From the blade inlet portion 107 in the side plate 103
Does not flow evenly into the main plate 102, and most of the flow does not flow into the main plate 102 side, and part of it flows into the side plate 103 side.
In the blade inlet 107 _a side, the difference of the inflow angle of the side plate side inlet relative velocity W _1-a inlet angle beta ₁ is increased, vortices and Uzuon to the blade rear there is a problem that occurs.

Further, the vortex generated in the blade inlet 107 _a part is redeposited on the negative pressure surface 108 _an, of the blade outlet portion 108 _a of the side plate 103 side, noise is generated by the increase in pressure fluctuation at the time the and a problem that, the turbulence noise behind the suction surface 108 _an, at the blade outlet 108 _a by the eddy flowing out without reattachment a problem to increase.

Further, when the blade inlet angle beta ₁ to match the inflow angle of the side plate side inlet relative velocity W _1-a to prevent the vortex generated at the blade inlet 107 _a,
The difference between the blade inlet angle β _{1 and} the inlet angle of the main plate side inlet relative velocity W _{1 −b} at the blade inlet portion 107 _b, which is the mainstream area, becomes large, and the blade inlet portion 1 in the mainstream area 1
Vortex and Uzuon there has been a problem that occurs in 07 _b.

Further, the blade inlet angle β₁The side plate side
Inflow relative velocity W_1-aMatch the inflow angle of the
Mouth 107_aBlade exit angle β₂
Is smaller, the turning angle in the blade cross section is larger.
The blade inlet portion 107 _aTo blade outlet 1
08_aSeparation phenomenon occurred on the suction surface side while the flow progressed to
The blade outlet portion 108_aAnd vortex and vortex sound in the rear
There was a problem that occurs.

Further, increasing the blade outlet angle beta _2, it is possible to prevent the vortex generated at the rear of the blade outlet 108 _a, the absolute velocity at the blade outlet portion 108 _b of the main flow region is particularly effective work area Since the circumferential component C _{u2 of} is decreased and the work amount is also decreased, it is necessary to increase the rotation speed in order to obtain an equal air flow amount. Therefore, there is a problem that noise is generated due to the increase in the rotation speed.

Further, there is a problem that interference noise (NZ sound) is generated by the passage of the impeller 105 at the tongue portion 112, which is the closest portion between the impeller 105 and the scroll 109.

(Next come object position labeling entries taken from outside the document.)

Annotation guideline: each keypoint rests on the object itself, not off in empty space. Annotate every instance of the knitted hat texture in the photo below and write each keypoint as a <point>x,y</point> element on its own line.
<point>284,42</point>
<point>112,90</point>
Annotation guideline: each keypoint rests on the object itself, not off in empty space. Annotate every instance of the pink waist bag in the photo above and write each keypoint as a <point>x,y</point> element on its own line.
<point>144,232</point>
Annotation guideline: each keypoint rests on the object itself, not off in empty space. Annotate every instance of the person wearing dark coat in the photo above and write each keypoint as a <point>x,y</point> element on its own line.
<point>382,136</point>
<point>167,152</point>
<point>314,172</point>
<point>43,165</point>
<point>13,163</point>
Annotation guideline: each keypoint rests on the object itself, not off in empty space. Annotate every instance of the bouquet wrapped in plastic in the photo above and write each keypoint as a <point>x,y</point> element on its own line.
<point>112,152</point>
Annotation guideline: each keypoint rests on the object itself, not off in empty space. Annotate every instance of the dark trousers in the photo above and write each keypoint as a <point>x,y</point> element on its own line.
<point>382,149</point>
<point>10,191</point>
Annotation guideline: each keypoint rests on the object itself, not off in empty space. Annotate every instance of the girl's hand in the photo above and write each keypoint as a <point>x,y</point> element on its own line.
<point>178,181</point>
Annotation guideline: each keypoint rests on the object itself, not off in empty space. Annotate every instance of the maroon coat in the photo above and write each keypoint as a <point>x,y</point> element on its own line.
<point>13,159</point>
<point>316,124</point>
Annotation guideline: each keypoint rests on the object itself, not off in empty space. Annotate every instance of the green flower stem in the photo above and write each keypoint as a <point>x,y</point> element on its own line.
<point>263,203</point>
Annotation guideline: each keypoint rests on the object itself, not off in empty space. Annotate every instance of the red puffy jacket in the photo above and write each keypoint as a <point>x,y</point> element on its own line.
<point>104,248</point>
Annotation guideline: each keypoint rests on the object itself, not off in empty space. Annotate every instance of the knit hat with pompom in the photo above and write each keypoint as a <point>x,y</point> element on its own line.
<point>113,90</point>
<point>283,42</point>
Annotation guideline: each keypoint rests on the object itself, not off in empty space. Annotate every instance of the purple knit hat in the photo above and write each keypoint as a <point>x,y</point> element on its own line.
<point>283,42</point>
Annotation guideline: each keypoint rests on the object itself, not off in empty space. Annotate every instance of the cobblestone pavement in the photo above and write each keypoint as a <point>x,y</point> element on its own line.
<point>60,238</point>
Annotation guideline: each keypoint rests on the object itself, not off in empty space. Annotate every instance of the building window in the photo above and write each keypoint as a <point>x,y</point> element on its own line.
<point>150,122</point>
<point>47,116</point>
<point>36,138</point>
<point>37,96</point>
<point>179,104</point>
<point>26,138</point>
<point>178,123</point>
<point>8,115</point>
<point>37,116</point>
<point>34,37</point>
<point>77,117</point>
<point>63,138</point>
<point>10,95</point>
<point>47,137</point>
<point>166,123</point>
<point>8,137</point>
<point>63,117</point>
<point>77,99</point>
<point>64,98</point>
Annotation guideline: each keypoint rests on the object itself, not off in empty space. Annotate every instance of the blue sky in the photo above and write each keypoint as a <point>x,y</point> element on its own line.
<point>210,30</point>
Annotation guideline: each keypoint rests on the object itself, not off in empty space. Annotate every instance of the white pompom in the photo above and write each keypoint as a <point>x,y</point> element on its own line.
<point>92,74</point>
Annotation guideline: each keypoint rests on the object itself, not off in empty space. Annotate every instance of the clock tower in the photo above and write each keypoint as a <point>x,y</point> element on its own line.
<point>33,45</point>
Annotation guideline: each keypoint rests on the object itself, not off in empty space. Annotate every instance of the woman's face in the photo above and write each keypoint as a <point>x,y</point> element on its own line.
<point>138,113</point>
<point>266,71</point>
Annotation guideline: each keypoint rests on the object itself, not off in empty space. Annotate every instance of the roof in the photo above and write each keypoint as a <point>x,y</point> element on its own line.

[0012] The present invention is intended to solve the above problems, to reduce eddy and Uzuon generated in the blade inlet 107 _a or the blade inlet 107 _b and the first object.

The second purpose is, for the most part, the blade inlet section 1.
07 flow with the bending of the suction-side air 106 flowing into the _b uniformly was flowing to the blade inlet 107 is to increase the effective working vane width.

A third object of the bladed outlet 108 _a from the blade inlet 107 _a, the by peeling phenomenon occurs at the negative pressure surface side of the middle of the flow proceeds blade outlet 1
It is to reduce vortices and vortex sounds at 08 _a and behind.

A fourth object is to prevent the decrease of the work amount due to the decrease of the circumferential direction component C _u2 of the absolute velocity at the blade outlet portion 108 _b which is the main flow region when the blade outlet angle β ₂ is increased, and to suppress the rotation speed. It is to prevent the noise from rising with the rise.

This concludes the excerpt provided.